Der Name klingt nach Horrorfilm, aber hinter der Zucht steckt präzise Arbeit. Ripper Seeds hat mit einem Lavender-Kush-Klon angefangen — einer Indica, die bereits für ihre ausgeprägte Violettfärbung geschätzt wird. Dieser Klon wurde mit Amnesia bestäubt, um Sativa-Vitalität und eine zerebrale Komponente einzubringen. Aus dieser Kreuzung wurde ein besonders vielversprechender Phänotyp namens »Sideral« selektiert und anschließend mit Bubba Kush bestäubt — einer der bekanntesten OG-Linien überhaupt.
Das Ergebnis ist ein dreifach gestapelter Kush-Hybrid, der klar in Richtung Indica tendiert, aber genug Sativa-Einfluss mitbringt, um nicht eindimensional zu wirken. Die Bubba-Kush-Basis zeigt sich in der Struktur: kompakte Internodien, dicke Stängel und Blüten, die in den letzten Wochen massiv an Dichte zulegen. Der Amnesia-Anteil macht sich beim vegetativen Wachstum bemerkbar — für eine 80-%-Indica wächst sie überraschend zügig.
55–60 Tage Blütezeit indoor — das ist am schnellen Ende des Kush-Spektrums. Outdoor in der Nordhalbkugel kannst du Anfang Oktober ernten. Der Ertrag liegt im mittleren bis hohen Bereich, aber — und hier sind wir ehrlich — du solltest ihr eine großzügige Vegetationsphase gönnen. Mindestens 3–4 Wochen Veg indoor, damit sie die Struktur aufbauen kann, die sie für schwere Blüten braucht. Wer die Veg-Phase abkürzt, um Zeit zu sparen, zahlt am Ende beim Gewicht drauf. In einem SOG-Setup mit minimaler Veg funktioniert sie trotzdem, aber ihr volles Potenzial siehst du so nicht.

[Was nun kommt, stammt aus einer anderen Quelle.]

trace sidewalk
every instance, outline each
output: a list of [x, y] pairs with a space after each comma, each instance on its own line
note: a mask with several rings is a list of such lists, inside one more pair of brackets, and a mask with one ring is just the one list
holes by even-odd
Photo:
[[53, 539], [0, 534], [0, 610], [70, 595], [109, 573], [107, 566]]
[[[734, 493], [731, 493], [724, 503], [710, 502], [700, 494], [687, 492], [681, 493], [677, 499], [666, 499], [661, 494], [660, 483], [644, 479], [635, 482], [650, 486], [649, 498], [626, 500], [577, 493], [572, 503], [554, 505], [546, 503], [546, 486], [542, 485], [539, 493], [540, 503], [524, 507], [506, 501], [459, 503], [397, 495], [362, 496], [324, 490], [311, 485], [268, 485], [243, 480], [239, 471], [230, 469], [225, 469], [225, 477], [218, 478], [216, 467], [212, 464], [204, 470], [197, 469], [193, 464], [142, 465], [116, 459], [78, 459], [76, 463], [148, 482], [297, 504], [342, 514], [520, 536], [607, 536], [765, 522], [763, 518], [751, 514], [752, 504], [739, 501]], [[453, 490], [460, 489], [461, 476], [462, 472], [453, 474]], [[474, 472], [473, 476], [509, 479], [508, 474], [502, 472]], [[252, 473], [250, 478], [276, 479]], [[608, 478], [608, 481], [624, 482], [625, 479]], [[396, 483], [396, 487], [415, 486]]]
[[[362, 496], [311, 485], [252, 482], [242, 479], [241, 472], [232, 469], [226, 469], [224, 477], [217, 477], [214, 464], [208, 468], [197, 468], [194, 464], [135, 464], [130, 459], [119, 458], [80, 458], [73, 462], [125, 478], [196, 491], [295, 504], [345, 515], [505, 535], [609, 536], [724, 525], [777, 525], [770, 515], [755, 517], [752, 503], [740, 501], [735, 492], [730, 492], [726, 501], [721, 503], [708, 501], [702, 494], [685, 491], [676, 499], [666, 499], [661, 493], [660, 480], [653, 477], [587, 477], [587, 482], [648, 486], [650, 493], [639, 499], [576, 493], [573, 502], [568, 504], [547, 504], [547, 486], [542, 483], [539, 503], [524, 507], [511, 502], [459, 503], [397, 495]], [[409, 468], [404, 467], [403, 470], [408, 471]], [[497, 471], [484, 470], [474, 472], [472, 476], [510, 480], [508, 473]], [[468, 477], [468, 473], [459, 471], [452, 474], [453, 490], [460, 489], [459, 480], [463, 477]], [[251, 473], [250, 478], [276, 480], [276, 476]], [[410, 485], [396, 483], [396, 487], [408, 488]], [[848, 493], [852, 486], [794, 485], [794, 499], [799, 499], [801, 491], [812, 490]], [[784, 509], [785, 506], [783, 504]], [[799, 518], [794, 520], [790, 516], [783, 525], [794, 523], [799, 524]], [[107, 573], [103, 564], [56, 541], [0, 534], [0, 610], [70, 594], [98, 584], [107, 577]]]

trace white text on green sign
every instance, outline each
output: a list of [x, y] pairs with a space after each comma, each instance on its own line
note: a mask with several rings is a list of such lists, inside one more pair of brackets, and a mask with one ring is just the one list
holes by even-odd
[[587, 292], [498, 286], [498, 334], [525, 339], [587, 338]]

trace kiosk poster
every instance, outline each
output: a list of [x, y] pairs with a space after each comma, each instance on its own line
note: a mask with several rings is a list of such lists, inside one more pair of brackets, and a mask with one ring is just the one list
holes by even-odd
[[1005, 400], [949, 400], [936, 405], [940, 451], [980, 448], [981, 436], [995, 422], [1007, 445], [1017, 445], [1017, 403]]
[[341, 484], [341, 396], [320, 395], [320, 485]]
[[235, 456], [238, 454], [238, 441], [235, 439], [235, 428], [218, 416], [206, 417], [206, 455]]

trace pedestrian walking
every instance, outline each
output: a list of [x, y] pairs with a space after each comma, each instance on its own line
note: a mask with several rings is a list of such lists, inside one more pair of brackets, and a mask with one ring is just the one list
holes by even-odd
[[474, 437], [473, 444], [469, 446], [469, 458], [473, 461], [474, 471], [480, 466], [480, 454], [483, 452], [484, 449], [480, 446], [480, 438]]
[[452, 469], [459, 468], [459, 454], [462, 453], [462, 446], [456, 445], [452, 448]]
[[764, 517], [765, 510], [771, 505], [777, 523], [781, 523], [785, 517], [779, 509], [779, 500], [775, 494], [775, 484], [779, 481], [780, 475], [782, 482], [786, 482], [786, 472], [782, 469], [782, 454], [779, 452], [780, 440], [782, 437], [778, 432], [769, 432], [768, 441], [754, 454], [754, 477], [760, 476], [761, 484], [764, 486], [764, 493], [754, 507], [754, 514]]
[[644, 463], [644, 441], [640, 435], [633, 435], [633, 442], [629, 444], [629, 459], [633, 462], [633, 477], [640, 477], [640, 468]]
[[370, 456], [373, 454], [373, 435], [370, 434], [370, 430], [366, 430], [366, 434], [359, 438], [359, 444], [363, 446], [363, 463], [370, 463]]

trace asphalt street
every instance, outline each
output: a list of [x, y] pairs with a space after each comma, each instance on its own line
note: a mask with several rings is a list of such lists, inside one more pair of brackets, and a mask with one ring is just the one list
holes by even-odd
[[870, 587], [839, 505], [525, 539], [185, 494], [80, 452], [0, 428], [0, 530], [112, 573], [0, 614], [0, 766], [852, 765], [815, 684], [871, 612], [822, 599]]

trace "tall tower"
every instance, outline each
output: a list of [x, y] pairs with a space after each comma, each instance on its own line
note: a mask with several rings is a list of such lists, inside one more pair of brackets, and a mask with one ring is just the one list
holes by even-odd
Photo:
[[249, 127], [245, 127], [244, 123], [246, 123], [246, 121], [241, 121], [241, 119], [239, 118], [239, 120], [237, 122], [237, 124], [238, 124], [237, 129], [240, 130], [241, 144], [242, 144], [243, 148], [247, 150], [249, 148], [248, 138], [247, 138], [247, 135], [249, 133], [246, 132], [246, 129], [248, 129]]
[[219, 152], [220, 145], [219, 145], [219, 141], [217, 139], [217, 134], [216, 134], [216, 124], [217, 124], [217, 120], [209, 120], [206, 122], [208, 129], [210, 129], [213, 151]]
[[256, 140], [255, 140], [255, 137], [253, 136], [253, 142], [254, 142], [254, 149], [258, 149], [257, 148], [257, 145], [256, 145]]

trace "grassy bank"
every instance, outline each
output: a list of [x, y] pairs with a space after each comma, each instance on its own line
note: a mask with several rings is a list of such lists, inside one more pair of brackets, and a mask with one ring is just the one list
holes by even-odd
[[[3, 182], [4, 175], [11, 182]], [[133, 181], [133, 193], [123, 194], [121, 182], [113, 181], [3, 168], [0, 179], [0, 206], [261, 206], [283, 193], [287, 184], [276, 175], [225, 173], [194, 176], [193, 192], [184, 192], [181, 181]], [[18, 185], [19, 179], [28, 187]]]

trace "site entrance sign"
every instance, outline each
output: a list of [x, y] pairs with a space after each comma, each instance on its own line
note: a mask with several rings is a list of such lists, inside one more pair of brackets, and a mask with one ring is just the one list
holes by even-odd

Ein Punkt, den wir ansprechen müssen: Als kompakte Indica mit extrem dichten Blüten ist Luftzirkulation durch die Kronendecke entscheidend. Dichte Buds in stehender Luft sind eine Einladung für Schimmel. Ein ordentlicher Abluftventilator und leichtes Entlauben während der Blüte ersparen dir Ärger. Wenn du zwischen Zombie Kush und einem stretchigeren Sativa-lastigen Hybrid für einen feuchten Growraum wählst — behalte das im Hinterkopf.
| Spezifikation | Detail |
|---|---|
| Samenbank | Ripper Seeds |
| Samentyp | Feminisiert (photoperiodisch) |
| Genetik | Lavender Kush x Amnesia x Bubba Kush |
| Indica / Sativa | 80 % Indica / 20 % Sativa |
| THC-Gehalt | 18–24 % |
| Blütezeit indoor | 55–60 Tage |
| Ernte outdoor | Anfang Oktober |
| Ertrag | Mittel bis hoch |
| Samen pro Packung | 3 |
| SKU | CSRI0011 |
Hier trennt sich die Zombie Kush wirklich vom Rest. Die Blüten entwickeln ein tiefes, sattes Violett — nicht nur ein dezenter Schimmer auf den Zuckerblättern, sondern eine durchgehende Färbung bis in die Kelchblätter. Dazu kommt eine dichte Schicht milchig-weißer Trichome auf großen, geschwollenen Blütenständen. Das Ergebnis sieht aus, als hätte jemand die Pflanze für ein Fotoshooting gestylt. Ehrlich gesagt: Wenn Bag Appeal für dich zählt, ist Zombie Kush die stärkste Sorte im Ripper-Seeds-Sortiment.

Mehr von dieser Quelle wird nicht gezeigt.